Jennifer Glose, Staff Writer
While dealing with the mixed emotions stemming from the recent Academic Program Review (APR) budget cuts, students in four eliminated majors at Cedar Crest College are forced to obtain classes elsewhere, leaving them with a more difficult road to graduation.
Many students and faculty have been affected by last semester’s APR results, which came out of an 18 month long process, including lengthy meetings and intense scrutiny of each program on campus. A final decision was delivered by the board of directors, which eliminated the majors of music, computer information systems, general science, and marketing.
In addition to the eliminations, the majors of dance and theatre were cut significantly, through both funding and faculty.
“Enthusiasm for the performing arts is high with nine senior projects this spring, great show lineup, supportive alums, and a dedicated (albeit) smaller faculty,” said Roxanne Amico, chair of performing arts at Cedar Crest.
Elizabeth Meade, the Cedar Crest Provost, discussed her perspective on the college’s participation and role in helping the students that are in the eliminated majors.
“Emotionally, it is very difficult for a student to be at a college and have their major eliminated,” Meade said. “But, I feel that the college is doing everything it can to ensure that these students have access to the courses that they need to fulfill their degrees.”
According to Meade, the music major has low enrollment, pointing out that there is only one student in its program.
Christine Nowik, the Assistant Dean of Student Success and Retention at Cedar Crest, is in charge of monitoring and assisting the students that are in the eliminated majors, according to Meade. Nowik updates Meade on a weekly basis in the event that any difficulties arise for any of the students.
General Science, according to Nowik, only has one student declared in its major, who is scheduled to graduate in January.
The elimination of the marketing major does not pose much of a problem, since the business administration major includes marketing as a concentration. The one student in this major is currently working toward her degree completion, according to Nowik.

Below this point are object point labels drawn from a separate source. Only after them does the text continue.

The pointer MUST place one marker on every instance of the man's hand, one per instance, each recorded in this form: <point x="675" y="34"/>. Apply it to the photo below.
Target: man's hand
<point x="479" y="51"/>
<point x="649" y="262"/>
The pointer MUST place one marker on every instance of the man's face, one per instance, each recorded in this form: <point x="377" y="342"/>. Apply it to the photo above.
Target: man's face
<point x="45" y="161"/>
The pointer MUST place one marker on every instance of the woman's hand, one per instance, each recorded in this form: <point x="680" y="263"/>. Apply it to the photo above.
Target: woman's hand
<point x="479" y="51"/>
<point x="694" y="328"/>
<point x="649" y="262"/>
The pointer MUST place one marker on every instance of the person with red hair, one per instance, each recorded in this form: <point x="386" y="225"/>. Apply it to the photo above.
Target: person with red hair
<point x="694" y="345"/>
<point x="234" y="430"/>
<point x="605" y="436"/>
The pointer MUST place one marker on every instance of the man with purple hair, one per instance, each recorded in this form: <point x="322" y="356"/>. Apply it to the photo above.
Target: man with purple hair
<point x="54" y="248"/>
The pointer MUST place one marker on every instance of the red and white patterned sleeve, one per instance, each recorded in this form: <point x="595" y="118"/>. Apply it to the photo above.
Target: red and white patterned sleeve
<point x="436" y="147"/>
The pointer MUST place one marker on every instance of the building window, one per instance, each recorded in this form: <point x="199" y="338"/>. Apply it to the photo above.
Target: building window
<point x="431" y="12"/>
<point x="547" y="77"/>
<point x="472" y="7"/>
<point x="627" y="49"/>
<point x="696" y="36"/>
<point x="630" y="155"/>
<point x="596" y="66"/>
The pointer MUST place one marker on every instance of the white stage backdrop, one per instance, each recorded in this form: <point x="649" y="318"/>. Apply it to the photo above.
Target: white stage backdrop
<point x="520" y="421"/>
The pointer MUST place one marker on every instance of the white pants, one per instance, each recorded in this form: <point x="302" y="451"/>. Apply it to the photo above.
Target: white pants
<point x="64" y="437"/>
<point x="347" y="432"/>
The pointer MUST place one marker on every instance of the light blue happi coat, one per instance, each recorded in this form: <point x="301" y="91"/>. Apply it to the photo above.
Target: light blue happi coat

The computer information systems major has the most students enrolled in the eliminated major—six. Of these students, two are set to graduate in May. Nowik explained how the others in the major are obtaining their courses.
“The others are completing their degrees through LVAIC and OCICU courses that have previously been approved as course equivalents,” Nowik explained.
Lehigh Valley Association of Independent Colleges, also referred to as LVAIC, is a non-profit organization that consists of six private higher education institutions as core members, according to its website. Aside from Cedar Crest, the other five core colleges are DeSales University, Lafayette College, Lehigh University, Moravian College, and Muhlenberg College.
Students of Cedar Crest can take courses offered at these other five LVAIC colleges, as long as the classes are considered equivalent within their respective majors.
Cedar Crest is also a member of OCICU, Online Consortium of Independent Colleges and Universities, which offers many options of online courses for students in need of degree requirements.
As the dust from the APR results continues to settle for many students and faculty of Cedar Crest, some hope lies in the future for the students that have been forced to take a slightly different path to graduation.
“Overall, 11 students with declared majors have been affected by this change, and we have reached out to them to assist in identifying a plan for graduation,” Nowik confirmed.